Ah oui j'y suis, c'est aujourd'hui le grand départ ! Mon propriétaire emmène sa collègue de travail en vacances, ou en co-voiturage, je n'ai pas bien compris. (c'est à la mode, parait-il)

Tiens donc, la voila justement. Elle est déjà installée sur le siège passager, et a déplié une grande carte routière devant elle. Si je n'étais pas intrigué par la mystérieuse passagère, je m'offusquerais de la présence de cette carte !
Je n'aperçois que le haut de sa tête (elle est brune chocolat. J'aime les brunes) et ses longs doigts aux ongles parfaits. D'où je suis, je ne vois guère ses jambes, mais je les imagine longues et fines.

Le visage d'Armand, mon propriétaire, apparaît en gros plan dans mon champ de vision. Il triture mes boutons sans ménagement (aïe ! doucement, j'ai l'écran fragile !) et ajuste les paramètres.

"Bienvenue, entrez votre destination." déclarai-je de ma voix la plus mélodieuse.
Oh, comme j'aimerais pouvoir dire "s'il vous plaît", parfois ! mais ma programmation m'interdit d'être poli !
"Et c'est parti pour Lacanau ! chantonne Armand. Laisse tomber la carte, Corinne, mon GPS est infaillible !"

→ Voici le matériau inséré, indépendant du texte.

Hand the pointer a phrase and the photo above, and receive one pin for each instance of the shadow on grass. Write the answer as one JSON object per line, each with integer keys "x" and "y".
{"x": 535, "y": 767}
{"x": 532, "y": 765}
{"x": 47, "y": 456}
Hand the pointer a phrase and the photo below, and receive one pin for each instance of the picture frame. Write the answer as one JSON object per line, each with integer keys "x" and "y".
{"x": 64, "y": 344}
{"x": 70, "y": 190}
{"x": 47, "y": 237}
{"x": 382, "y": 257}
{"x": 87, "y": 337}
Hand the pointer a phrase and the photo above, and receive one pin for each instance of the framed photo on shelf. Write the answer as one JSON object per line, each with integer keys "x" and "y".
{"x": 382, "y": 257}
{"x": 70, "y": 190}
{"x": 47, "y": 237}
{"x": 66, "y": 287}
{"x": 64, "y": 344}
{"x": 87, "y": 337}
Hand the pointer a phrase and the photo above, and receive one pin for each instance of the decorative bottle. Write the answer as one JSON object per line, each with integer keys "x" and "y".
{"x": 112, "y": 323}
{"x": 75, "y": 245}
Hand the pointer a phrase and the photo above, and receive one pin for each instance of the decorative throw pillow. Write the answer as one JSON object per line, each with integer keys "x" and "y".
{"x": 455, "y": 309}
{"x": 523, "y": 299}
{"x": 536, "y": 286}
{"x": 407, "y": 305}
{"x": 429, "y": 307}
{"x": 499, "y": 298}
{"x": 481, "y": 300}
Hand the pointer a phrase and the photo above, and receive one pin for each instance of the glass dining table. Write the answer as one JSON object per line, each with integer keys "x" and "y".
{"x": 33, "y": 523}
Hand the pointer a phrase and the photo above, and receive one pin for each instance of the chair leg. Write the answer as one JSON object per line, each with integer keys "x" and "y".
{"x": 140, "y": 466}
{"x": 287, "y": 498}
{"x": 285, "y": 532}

L'intéressée baisse la carte, et oh ! mille cathodes ! Je tombe amoureux immédiatement !!
Elle est belle ! Elle a de grand yeux bleus, le visage fin et un sourire ! oh un sourire incroyable !
Corinne ? mais c'est quoi ce prénom ??

Mais je n'ai point le temps de m'attarder pour l'instant. Je dois commencer mon travail !

"Il est 8 heures 37, annonçai-je. Départ Marly, arrivée Lacanau. Distance estimée : 828 kilomètres.
Tournez à droite, et au rond-point, prenez la deuxième sortie en direction de l'A2."

Pendant que j'égrène mes instructions, je dévore ma jolie passagère des yeux. Qu'elle est belle !
Elle me regarde parfois de ses yeux intelligents, oui elle doit être très intelligente, je le sais.
Le courant passe immédiatement entre nous, je le sens.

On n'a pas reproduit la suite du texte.